= Arthur Maynard =

West Indian sportsperson (1909–1959)

Arthur Maynard (28 February 1909 - 16 November 1959) was a West Indian cricketer and footballer who played for Trinidad and Tobago national cricket team and for Trinidad and Tobago national football team. He was born in Trinidad. A right-hand batsman, he played two first-class matches against the touring Marylebone Cricket Club (MCC) side of 1934/35.

Between the first and second Tests the MCC played two three-day matches against Trinidad at the Queen's Park Oval. In the first of these Maynard made his first-class debut, opening the batting in Trinidad's first innings he scored 200 not out in a team total of 371/6 declared, his innings contained 30 boundaries and the score was just five short of the record at the ground. In Trinidad's second innings Maynard batted at number ten and scored 2 not out as the match was drawn.

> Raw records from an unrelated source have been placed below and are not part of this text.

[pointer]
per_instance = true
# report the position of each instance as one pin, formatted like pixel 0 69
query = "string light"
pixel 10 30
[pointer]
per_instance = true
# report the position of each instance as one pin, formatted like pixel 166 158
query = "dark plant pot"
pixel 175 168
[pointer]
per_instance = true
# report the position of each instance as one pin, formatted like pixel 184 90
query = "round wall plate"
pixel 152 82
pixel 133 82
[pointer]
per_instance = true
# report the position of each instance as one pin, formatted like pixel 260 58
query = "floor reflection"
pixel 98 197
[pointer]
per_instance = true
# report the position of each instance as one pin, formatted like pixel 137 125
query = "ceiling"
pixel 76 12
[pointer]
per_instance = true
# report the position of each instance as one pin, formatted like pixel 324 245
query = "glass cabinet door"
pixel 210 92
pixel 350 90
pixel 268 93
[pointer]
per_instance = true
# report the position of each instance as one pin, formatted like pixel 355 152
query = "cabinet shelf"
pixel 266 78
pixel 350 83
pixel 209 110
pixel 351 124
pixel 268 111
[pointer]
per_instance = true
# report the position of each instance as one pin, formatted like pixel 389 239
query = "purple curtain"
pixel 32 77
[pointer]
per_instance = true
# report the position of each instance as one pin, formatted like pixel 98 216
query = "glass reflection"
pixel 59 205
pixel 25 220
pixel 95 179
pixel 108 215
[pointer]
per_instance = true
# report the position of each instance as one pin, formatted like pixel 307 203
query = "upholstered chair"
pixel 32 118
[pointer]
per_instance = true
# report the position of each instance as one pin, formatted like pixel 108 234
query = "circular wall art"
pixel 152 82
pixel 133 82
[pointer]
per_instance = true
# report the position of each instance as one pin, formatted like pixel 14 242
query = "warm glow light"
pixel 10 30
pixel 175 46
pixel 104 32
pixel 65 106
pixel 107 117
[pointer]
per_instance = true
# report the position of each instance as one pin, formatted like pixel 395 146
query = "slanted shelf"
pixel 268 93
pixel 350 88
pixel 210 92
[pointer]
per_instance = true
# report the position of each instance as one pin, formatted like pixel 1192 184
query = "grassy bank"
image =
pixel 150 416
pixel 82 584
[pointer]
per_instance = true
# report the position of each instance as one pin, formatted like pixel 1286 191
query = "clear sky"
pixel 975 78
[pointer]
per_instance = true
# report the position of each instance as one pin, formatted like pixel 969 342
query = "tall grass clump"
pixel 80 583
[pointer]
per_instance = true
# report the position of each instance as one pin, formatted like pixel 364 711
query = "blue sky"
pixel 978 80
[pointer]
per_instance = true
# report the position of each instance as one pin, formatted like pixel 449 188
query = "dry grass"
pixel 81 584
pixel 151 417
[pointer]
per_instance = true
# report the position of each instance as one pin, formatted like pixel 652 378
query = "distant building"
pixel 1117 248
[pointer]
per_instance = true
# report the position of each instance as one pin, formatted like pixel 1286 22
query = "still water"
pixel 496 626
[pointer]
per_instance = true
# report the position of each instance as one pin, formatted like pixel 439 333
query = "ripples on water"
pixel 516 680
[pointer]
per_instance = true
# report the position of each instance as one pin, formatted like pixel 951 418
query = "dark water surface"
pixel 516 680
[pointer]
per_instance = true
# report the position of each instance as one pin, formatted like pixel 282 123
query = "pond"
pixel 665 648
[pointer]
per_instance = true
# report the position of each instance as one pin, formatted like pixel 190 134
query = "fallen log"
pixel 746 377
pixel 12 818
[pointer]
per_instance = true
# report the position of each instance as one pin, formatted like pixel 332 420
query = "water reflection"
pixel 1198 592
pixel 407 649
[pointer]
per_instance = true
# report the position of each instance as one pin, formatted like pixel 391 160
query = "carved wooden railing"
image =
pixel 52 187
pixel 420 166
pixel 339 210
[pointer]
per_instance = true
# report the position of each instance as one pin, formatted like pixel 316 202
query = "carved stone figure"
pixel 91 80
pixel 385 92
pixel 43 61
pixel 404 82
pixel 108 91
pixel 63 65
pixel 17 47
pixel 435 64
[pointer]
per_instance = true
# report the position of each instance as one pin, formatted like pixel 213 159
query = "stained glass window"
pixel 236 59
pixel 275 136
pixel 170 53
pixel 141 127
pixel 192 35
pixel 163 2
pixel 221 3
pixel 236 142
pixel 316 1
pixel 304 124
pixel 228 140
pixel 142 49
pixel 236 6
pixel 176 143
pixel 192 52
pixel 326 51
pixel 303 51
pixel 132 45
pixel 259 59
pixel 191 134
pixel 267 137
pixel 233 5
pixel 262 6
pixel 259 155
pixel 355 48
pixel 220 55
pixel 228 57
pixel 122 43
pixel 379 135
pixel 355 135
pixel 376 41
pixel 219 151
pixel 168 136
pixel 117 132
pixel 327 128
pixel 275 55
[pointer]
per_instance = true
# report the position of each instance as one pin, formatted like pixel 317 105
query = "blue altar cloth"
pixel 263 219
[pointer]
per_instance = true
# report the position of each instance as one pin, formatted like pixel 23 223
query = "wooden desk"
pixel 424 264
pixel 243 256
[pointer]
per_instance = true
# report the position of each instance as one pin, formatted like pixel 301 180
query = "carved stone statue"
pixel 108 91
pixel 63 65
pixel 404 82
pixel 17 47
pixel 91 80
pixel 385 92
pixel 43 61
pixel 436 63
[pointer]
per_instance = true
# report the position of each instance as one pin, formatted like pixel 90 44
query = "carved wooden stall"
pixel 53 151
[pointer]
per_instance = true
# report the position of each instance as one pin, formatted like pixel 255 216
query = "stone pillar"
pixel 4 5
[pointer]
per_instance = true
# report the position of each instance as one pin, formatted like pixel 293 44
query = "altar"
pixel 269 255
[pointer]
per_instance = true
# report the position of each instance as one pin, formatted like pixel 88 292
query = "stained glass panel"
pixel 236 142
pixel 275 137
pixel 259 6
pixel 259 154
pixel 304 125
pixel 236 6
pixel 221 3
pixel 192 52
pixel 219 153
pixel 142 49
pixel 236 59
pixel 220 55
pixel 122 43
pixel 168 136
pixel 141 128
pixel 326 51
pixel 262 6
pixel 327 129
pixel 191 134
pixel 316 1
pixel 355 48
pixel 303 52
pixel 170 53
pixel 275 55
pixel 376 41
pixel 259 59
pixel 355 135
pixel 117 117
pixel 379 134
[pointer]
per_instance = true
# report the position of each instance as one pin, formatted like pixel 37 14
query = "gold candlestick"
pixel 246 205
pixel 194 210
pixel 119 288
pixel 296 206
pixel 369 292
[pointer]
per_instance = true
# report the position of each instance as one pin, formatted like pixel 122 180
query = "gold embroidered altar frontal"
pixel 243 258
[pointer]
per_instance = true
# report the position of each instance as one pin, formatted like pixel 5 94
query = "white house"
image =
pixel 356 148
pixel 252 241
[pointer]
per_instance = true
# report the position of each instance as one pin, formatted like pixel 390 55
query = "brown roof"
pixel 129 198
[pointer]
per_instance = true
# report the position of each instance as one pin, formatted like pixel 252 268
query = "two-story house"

In the second match Maynard scored 4 before he was dismissed by MCC captain Bob Wyatt. After dismissing the MCC for 103 Trinidad required 100 for victory but in 12 remaining overs they managed 86 so the match was drawn, Maynard didn't bat. This was Maynard's second and last first-class match, he therefore ended his career with a batting average of 206.

Maynard made two appearances, in 1933 and 1935, for North Trinidad against South Trinidad in the Beaumont Cup, however the competition wasn't awarded first-class status until 1959.

He played football as a full-back for the Trinidad and Tobago national team and Everton F.C. in Trinidad and Tobago.